The plague first came into contact with Christian Europe at a Genoese trading settlement on the coast of the Black Sea.  In 1345 the settlement of Caffa was unsuccessfully besieged by Kipchak Kahn Janibeg. ( At this time the Mongol Kahns enforced the a military peace along the overland trade route that ran overland through the Kipchak Khanate, or "Golden Horde." )

This Mongol Kahn failed in his first attempt to drive out the Genoese, but a second attempt in 1346 proved successful.  This is due to one of the first documented usages of biological warfare.

During the siege the Kahn's camp was hit by an outbreak of bubonic plague.  Realizing the need to both dispose of the bodies and shorten the seige, the Kahn ordered the bodies of his soldiers to be catapulted over the walls, and into the city of Caffa.

Within months the citizens were hit by the disease, and fled the city, carrying plague with them.  By January of 1348 the plague had reached Marseille in France and Tunis in Africa. By the end of the next year the plague had reached as far as Norway, Scotland, Prussia, Iceland, and Italy. In 1351 the infection had spread to include Russia.

Plague in History
http://www.larrythecrocodile.com/history.htm
-----------------------------------------------------------------------------------------------
THE FALL OF THE ROMAN EMPIRE AND THE PLAGUE:

For those who thought, as I, that the Fall of the Roman Empire was due mainly to it's Political, Social and Moral Decay, and Economic Excesses of the Rulers, Excessive Taxation on the Middle Class, and Expensive Welfare Programs for the Suppressed Masses, the Final Straw might well have been the Bubonic Plague of the 6th Century. Read Below.
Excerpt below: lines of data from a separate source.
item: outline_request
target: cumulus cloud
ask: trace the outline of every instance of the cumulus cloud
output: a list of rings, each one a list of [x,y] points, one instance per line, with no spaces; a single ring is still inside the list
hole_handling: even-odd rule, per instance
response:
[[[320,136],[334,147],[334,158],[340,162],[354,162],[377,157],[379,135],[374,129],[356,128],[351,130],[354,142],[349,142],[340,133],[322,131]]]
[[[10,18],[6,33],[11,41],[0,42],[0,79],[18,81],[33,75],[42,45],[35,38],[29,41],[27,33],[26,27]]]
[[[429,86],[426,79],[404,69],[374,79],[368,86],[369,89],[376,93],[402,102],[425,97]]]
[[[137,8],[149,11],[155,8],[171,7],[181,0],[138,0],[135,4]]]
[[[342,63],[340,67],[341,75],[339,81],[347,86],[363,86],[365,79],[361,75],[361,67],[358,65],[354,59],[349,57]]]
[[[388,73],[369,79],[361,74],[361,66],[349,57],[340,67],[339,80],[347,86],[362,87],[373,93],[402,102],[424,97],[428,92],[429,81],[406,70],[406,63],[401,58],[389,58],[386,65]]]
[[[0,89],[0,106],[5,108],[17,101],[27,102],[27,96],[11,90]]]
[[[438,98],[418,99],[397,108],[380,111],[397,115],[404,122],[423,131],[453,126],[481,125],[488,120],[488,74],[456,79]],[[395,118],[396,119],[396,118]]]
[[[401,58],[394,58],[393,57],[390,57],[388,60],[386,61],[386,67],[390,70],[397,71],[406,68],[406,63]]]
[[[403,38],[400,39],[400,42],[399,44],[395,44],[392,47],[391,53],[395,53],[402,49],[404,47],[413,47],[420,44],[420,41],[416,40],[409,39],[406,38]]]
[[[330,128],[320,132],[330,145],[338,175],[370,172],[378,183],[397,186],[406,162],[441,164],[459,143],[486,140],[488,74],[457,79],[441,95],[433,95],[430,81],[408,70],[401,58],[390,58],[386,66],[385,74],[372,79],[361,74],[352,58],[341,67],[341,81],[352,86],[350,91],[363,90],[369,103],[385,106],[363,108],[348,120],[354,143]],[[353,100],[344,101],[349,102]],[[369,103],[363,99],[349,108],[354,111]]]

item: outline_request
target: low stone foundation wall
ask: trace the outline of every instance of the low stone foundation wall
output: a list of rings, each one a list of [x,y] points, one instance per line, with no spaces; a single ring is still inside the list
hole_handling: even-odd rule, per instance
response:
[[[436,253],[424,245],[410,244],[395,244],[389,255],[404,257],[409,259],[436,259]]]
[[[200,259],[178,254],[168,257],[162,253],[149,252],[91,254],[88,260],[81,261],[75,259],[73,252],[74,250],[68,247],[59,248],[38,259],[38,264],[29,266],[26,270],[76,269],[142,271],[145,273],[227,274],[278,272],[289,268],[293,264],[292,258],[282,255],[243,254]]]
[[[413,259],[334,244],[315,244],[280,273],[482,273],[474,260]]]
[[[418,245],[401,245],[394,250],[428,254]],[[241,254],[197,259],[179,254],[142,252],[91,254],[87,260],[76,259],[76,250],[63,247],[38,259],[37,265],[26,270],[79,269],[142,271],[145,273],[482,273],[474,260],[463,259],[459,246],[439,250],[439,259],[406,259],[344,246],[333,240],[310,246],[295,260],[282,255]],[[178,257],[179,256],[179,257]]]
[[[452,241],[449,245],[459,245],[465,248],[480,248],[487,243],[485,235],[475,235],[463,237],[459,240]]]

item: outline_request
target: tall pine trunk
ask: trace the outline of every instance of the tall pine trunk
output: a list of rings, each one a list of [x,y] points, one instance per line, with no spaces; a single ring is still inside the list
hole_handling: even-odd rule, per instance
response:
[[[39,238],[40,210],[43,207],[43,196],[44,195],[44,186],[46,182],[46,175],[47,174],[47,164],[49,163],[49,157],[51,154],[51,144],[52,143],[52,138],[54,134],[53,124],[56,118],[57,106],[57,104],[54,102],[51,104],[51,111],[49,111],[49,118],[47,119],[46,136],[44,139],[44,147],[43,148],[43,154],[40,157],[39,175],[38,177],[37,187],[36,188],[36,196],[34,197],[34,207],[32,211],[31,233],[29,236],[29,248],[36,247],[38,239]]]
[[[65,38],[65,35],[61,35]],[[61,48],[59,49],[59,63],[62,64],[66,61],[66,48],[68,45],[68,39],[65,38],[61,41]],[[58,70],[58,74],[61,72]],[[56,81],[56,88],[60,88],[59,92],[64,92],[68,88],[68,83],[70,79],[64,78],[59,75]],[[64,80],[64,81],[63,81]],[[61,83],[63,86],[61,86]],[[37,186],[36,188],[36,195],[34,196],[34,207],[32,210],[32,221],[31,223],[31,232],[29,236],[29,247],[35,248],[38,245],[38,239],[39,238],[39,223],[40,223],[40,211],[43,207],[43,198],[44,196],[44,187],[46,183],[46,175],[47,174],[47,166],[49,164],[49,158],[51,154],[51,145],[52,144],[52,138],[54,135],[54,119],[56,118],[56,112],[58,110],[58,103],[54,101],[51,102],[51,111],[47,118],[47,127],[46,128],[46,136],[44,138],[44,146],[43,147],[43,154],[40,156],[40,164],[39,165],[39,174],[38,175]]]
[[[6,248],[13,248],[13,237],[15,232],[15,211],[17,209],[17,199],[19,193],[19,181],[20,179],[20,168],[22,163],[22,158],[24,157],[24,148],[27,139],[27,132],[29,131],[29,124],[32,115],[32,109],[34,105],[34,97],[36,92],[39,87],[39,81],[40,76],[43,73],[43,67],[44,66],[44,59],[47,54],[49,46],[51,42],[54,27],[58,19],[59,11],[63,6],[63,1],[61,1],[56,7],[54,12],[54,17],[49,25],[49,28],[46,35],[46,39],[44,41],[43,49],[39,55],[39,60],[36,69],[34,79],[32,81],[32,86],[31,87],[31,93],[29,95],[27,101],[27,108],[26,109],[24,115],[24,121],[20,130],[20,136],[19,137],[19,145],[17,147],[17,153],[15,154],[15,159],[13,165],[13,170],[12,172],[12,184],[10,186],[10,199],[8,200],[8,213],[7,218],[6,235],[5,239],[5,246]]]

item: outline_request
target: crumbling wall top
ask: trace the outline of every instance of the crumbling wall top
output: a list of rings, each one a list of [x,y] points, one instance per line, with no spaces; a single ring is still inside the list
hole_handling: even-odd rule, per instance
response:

Bubonic Plague has been one of the most continually present diseases in the history of humankind.  Originally a disease only native to northern Africa, the continued advancement of human civilization has spread it all around the world.  The Mediterranean trade routes of the 6th century spread it along the port cities of the Byzantine Empire and established new natural reservoirs among the rodent population of Asia, Europe, and the Middle East.

In 541 A.D. Plague flared up all along the trade routes of this flourishing society, causing great devastation and severely weakening the central authority of Justinian.

The plague seemed to eminate from the Sudan or Ethiopia, and then spread along the caravan routes of eastern Africa.  It is probably "Justinian's Plague" that is most directly responsible for the continued freedom of German tribes from Byzantine rule.

The Germanic tribes had begun to dominate parts of the former Roman empire and Emperor Justinian had assembled an army to reclaim these western lands.  This army never marched due to the widespread death and disorganization that the plague spread.  Within 200 years the last vestiges of the Roman empire had collapsed and Muslim Arabs had taken control of the Byzantine empire.